Touch-move rule, but it was only for his opponent. For him [Napoleon] it was different and he always had a good reason why it didn’t matter, if anyone notices it, he would laugh.

At least the island air seemed to have softened his bad sport character (in chess at least)!

Upon his hasty departure from France, we know that a chess board was carried in the luggage. Nevertheless, Napoleon Bonaparte had at his disposal during his stay at least two Chinese chessboards, one of which was offered to him by… an Englishman.

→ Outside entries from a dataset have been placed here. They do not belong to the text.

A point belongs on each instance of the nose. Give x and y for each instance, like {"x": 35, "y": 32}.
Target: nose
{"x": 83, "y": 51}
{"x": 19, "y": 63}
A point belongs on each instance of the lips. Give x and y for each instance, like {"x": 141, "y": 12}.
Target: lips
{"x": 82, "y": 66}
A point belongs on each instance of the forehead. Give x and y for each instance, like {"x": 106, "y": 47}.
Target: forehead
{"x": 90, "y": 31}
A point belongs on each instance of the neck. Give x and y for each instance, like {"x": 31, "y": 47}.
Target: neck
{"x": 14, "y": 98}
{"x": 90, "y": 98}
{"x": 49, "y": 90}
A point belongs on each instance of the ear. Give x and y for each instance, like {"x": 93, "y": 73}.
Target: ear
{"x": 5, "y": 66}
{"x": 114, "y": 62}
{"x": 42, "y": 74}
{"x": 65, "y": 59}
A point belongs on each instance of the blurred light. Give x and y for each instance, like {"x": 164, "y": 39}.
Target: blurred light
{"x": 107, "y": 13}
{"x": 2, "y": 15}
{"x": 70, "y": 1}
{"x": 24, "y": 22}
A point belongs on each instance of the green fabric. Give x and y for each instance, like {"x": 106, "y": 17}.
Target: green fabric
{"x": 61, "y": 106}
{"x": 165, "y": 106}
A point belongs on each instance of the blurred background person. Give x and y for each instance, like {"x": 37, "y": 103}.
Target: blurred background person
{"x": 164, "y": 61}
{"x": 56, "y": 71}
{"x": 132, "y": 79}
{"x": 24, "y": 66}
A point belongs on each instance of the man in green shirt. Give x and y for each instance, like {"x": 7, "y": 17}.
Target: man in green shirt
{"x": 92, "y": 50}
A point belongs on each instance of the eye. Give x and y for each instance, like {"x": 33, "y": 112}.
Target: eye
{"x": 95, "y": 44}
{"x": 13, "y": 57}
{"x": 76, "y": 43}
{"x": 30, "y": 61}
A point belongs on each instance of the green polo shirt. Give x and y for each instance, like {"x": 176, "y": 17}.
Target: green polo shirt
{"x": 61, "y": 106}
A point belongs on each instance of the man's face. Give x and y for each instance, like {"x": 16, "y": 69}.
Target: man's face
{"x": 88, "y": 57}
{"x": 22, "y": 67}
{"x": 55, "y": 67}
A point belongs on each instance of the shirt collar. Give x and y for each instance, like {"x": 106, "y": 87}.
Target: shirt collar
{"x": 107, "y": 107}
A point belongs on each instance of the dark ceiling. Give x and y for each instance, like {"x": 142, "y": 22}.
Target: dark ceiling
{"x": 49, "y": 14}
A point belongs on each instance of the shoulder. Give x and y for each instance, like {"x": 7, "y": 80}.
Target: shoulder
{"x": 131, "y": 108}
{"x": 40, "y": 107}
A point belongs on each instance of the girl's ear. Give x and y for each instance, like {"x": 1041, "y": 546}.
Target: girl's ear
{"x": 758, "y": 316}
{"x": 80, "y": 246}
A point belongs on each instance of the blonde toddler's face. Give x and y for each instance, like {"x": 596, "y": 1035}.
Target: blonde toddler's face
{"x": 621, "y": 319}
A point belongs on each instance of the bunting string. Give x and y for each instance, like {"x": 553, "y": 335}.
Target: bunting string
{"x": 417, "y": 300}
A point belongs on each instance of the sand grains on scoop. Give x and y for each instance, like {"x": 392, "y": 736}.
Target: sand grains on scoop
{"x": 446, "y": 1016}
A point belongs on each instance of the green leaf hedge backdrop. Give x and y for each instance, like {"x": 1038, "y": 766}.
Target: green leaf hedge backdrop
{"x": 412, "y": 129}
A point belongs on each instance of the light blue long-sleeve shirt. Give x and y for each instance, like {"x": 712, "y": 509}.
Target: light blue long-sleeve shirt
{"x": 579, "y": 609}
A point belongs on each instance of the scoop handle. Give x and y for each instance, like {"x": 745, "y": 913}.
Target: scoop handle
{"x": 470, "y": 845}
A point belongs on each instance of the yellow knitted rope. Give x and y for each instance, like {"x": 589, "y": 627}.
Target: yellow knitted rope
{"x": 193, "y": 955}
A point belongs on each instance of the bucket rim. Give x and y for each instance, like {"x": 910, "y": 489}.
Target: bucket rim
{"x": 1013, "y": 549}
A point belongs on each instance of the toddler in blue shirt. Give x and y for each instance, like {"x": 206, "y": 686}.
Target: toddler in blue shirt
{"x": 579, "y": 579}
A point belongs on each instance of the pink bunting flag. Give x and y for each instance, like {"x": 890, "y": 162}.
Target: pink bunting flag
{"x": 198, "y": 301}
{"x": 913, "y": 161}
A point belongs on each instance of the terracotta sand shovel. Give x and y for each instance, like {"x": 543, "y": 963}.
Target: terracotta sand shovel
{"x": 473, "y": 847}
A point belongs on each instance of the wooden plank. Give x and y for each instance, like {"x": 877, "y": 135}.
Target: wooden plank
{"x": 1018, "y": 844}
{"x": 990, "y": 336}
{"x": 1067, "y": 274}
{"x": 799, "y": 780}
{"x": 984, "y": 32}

Trente et une pièces d'un jeu d'échecs utilisé par Napoléon à Sainte-Hélène en bois laqué et ivoire. Chine, début XIXe siècle © RMN-Grand Palais (musée des châteaux de Malmaison et de Bois-Préau) / Mathéus
Chinese Chess game used by Napoleon I at Saint-Helena, lacquered wood and ivory. China, early XIXth century © RMN-Grand Palais (musée des châteaux de Malmaison et de Bois-Préau) / Mathéus

On July 4, 1817, boxes from China destined for Bonaparte arrived at Saint Helena. In one, a beautiful chessboard and its ivory and cinnabar pieces was the gift to the Emperor from John Elphinstone. The man was then head of the Canton counter for the East India Company and with this elegant gift expressed his gratitude to Napoleon. The latter had indeed saved the life of Lord Elphinstone’s brother during the Belgian campaign in 1815 by demanding that this Scottish aristocrat seriously injured and taken prisoner be treated. The zealous gratitude expressed by the Lord pushed the detail so far as to stamp all the pieces of the game with the imperial monogram. A detail which flattered the emperor but which annoyed even more (because he was always on edge) his jailer Hudson Lowe who accepted reluctantly and after several days, to transmit his present to the illustrious French prisoner.

This gesture of Lord Elphinstone impressed Napoleon more than the game itself, the pieces of which were impressive. The tower in particular was a huge elephant which aroused Bonaparte’s amusement: « I should need a crane to move this tower! » (La Palamède, 1839).

Details of Cantonese Chess game pieces sent to Napoleon Bonaparte at Sainte-Hélène. Ivory and cinnabar, XIXth century © RMN-Grand Palais (musée des châteaux de Malmaison et de Bois-Préau) / André Martin
Details of Cantonese Chess game pieces sent to Napoleon Bonaparte at Sainte-Hélène. Ivory and cinnabar, XIXth century © RMN-Grand Palais (musée des châteaux de Malmaison et de Bois-Préau) / André Martin

Some pieces of the various chess games he owned were distributed to his companions in exile during the New Year’s Eve. It seems that Marshal Bertrand received a few in January 1817 without it being possible to say with certainty which game it was. Today a set and a few pieces are kept in French museums and in private hands, and sometimes pieces resurface from the past at auctions. Very tenuous memories of the life, character and faults of Napoleon Bonaparte, a fine strategist on the ground but an inveterate cheater on the chessboard!